The authentication setup was trickier than I expected. Instead of parsing JSON in Python, I ended up writing the credentials directly to a file in the GitHub Action:
# In my actual script
def authenticate_gspread() -> gspread.client.Client:
scope = [
"https://spreadsheets.google.com/feeds",
"https://www.googleapis.com/auth/spreadsheets",
"https://www.googleapis.com/auth/drive.file",
"https://www.googleapis.com/auth/drive",
]
creds_path = os.environ["GOOGLE_APPLICATION_CREDENTIALS_CUSTOM"]
creds = ServiceAccountCredentials.from_json_keyfile_name(creds_path, scope)
client = gspread.auth.authorize(creds)
return clientWhat I discovered was that different job boards have different APIs and data structures. Some use "terms" for graduation timelines, others use "seasons." Some have clean location data, others... don't. My script had to handle all of this messiness.
The Results (And What I Actually Learned)
Three months later, here's what actually happened:
The Good:
- I went from spending 2+ hours daily on internship tracking to maybe 10 minutes reviewing the filtered results
- My sheet went from 800+ irrelevant postings to ~50 high-quality matches per week
- I could actually focus on writing decent cover letters instead of data entry
- The hourly automation means I never miss short-lived postings anymore
The Weird:
- My script occasionally finds internships I never would have discovered manually (algorithm serendipity!)
- I started getting paranoid about missing opportunities because I wasn't manually reviewing everything
- Other students started asking me to set up similar trackers for them (never expected to become the "internship automation guy")

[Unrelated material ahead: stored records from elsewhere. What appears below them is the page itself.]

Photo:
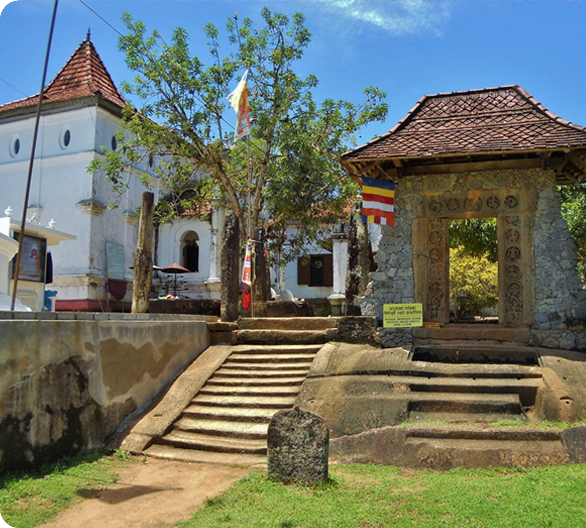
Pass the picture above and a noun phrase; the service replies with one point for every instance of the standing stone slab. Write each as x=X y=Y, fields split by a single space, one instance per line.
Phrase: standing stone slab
x=574 y=441
x=298 y=447
x=230 y=269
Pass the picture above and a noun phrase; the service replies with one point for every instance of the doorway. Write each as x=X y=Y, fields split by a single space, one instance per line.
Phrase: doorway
x=473 y=270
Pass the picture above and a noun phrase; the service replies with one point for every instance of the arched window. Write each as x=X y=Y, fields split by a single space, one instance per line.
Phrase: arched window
x=190 y=251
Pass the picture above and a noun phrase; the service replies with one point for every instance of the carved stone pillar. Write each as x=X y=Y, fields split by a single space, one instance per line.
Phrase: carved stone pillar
x=516 y=290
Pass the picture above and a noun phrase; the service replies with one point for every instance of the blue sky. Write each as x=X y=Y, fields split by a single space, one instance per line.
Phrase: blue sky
x=408 y=48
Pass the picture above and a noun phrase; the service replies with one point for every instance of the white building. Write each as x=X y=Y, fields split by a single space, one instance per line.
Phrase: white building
x=81 y=113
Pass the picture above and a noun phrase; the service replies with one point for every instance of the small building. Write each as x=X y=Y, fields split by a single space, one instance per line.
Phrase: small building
x=81 y=114
x=491 y=153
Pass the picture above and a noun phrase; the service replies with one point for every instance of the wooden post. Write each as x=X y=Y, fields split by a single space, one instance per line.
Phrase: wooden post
x=143 y=257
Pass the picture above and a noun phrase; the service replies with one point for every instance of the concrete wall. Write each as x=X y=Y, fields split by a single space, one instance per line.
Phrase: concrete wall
x=67 y=385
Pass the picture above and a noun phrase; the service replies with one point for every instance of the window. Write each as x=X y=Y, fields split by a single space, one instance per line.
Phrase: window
x=315 y=270
x=190 y=251
x=64 y=138
x=14 y=146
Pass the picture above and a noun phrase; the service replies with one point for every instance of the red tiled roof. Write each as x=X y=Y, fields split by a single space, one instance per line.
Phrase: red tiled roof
x=84 y=75
x=505 y=119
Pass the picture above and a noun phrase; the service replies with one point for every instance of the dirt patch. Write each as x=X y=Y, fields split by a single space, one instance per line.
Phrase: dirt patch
x=154 y=493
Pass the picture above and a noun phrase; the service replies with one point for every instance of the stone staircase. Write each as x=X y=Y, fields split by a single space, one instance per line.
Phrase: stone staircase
x=473 y=383
x=228 y=418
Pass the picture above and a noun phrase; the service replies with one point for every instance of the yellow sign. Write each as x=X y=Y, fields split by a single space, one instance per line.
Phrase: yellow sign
x=402 y=315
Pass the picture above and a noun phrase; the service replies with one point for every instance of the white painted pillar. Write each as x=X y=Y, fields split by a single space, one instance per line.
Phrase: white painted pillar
x=340 y=258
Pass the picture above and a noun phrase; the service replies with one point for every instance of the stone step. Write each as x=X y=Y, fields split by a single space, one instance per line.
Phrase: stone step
x=263 y=369
x=285 y=336
x=168 y=452
x=488 y=333
x=261 y=402
x=273 y=381
x=217 y=443
x=463 y=402
x=248 y=390
x=471 y=432
x=430 y=370
x=477 y=353
x=277 y=349
x=287 y=323
x=270 y=358
x=526 y=388
x=440 y=453
x=238 y=414
x=228 y=428
x=463 y=417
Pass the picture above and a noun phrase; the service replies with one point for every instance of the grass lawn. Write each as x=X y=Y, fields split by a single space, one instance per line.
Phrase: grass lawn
x=368 y=496
x=28 y=500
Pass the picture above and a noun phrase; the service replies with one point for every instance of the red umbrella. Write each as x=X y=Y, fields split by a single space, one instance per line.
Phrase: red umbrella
x=175 y=269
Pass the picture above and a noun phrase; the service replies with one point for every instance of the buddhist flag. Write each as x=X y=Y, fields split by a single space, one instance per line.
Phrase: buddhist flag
x=378 y=201
x=239 y=101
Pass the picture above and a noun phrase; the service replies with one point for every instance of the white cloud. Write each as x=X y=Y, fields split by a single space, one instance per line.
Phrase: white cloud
x=397 y=17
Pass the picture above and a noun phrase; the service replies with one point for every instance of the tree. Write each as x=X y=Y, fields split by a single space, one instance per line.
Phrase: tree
x=295 y=141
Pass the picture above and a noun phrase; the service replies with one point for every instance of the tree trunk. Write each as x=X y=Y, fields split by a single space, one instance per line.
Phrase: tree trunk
x=143 y=257
x=358 y=260
x=230 y=269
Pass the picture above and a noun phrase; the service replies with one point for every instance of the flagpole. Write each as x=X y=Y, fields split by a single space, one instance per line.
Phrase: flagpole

- I now have separate trackers for internships AND full-time roles, running different schedules
The Real Learning: The biggest lesson wasn't technical. It was realizing how much mental energy I was wasting on repetitive tasks. Even if building the automation took 20 hours upfront, it paid for itself within two weeks and gave me back my sanity.
From a technical perspective, this project taught me that real-world data is always messier than you expect. Every API has its quirks, every data source has its blind spots, and every "simple" filtering rule has edge cases that'll surprise you.

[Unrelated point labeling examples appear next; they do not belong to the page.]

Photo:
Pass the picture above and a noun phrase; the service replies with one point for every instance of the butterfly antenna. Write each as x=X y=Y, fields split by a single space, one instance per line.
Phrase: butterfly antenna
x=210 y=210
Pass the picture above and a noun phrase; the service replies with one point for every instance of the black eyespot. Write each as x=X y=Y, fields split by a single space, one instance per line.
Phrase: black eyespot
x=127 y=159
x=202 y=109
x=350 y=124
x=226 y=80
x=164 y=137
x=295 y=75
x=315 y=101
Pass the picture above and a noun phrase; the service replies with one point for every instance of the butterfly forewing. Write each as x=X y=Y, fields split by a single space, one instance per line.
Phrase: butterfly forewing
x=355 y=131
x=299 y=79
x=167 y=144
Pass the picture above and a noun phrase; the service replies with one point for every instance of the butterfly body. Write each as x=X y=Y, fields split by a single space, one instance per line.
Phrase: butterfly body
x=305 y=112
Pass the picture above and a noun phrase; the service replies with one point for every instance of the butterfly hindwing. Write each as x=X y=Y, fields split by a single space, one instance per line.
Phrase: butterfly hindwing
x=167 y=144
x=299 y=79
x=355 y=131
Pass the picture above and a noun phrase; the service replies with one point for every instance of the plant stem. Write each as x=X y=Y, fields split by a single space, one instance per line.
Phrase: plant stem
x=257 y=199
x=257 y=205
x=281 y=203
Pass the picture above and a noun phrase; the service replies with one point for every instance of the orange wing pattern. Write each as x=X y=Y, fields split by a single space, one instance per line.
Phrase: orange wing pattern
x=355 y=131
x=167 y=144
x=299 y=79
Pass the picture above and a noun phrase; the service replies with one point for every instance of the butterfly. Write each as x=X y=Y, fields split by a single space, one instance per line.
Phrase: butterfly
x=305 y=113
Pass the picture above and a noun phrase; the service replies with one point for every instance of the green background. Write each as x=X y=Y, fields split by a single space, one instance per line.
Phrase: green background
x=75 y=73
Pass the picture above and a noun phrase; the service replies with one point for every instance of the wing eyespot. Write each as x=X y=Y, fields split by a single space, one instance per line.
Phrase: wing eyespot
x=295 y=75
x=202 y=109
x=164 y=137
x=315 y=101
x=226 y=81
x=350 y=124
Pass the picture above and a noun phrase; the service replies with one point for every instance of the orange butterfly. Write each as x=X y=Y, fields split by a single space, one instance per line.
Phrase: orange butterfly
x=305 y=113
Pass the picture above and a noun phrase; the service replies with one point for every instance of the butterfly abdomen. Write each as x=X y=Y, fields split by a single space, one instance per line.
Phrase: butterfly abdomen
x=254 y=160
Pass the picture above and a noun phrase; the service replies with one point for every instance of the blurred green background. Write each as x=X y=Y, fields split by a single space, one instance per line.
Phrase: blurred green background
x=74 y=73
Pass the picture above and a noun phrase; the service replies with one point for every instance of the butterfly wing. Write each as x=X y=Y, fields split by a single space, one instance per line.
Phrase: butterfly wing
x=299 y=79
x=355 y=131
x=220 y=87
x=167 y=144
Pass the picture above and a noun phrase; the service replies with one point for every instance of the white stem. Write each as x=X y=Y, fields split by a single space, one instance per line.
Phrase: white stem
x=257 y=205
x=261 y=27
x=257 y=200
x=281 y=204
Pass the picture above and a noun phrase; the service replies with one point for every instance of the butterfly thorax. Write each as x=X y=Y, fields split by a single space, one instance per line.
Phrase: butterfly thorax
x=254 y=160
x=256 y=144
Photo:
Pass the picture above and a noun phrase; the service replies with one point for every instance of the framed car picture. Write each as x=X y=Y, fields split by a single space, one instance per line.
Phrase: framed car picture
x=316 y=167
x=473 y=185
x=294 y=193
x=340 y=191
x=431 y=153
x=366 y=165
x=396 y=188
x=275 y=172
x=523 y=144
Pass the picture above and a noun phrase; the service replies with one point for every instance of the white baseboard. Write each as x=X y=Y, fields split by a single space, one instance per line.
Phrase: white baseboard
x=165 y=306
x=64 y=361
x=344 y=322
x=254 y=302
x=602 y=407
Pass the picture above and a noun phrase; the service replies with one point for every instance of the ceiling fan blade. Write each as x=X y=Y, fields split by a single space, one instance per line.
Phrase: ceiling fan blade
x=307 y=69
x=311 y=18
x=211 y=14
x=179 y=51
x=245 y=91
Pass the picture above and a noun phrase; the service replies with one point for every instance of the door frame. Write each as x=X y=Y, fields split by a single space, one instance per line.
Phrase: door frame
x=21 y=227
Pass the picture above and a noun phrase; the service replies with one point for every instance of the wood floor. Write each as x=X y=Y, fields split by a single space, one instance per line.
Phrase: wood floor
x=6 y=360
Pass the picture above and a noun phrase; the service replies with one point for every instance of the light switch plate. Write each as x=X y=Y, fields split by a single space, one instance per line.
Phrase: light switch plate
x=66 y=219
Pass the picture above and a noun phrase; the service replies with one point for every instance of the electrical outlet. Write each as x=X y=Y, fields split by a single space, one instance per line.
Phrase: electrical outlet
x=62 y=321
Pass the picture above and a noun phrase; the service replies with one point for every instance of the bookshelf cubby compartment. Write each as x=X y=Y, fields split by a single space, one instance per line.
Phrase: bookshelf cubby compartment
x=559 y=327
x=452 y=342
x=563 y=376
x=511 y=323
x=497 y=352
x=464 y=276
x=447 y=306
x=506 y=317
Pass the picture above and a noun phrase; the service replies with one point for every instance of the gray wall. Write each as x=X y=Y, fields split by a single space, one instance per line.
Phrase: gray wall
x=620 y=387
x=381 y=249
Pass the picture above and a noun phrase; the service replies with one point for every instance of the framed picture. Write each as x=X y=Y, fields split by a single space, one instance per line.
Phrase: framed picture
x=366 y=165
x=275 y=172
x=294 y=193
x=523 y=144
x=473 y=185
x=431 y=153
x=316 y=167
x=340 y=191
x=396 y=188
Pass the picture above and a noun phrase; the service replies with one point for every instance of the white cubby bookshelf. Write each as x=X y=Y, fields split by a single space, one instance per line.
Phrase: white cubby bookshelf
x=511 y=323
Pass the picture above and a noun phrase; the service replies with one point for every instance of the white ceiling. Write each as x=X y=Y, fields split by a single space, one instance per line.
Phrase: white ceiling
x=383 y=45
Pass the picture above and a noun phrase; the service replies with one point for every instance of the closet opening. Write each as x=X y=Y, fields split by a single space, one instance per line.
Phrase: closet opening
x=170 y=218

But here's the thing: perfect is the enemy of good. My script probably misses some great opportunities and occasionally includes some irrelevant ones. But it catches 90% of what I care about while eliminating 95% of what I don't. That's a trade-off I'll take any day.
You can check out my sheet I use with my tracker at go.codepath.org/jobtracker and my GitHub repo for the script at github.com/kensac/job-scripts
What's Next?
I'm thinking about adding:
- Notifications for "urgent" postings (application deadlines within 48 hours)
- Better company research integration (automatically pull recent news, funding info, etc.)
- Smart categorization (startup vs big tech vs consulting, etc.)
- Integration with more job boards beyond just the two I'm currently tracking
- AI-powered resume matching (suggest which roles my resume is best suited for based on job descriptions)
But honestly? The current version works so well that I sometimes forget it's running. Which is exactly what good automation should feel like. Invisible until you need it, reliable when you do.
If you're doing any kind of repetitive data gathering (internship hunting, apartment searching, monitoring price drops), seriously consider automating it. Your future self will thank you, and you might just learn something useful about APIs, data processing, and the beautiful chaos of real-world software development.
The best part? Every time I open my Job Application Tracker sheet and see fresh, relevant internship postings that I didn't have to manually copy and paste, I get a little reminder that sometimes the best solution to a boring problem is to just... not do the boring part yourself.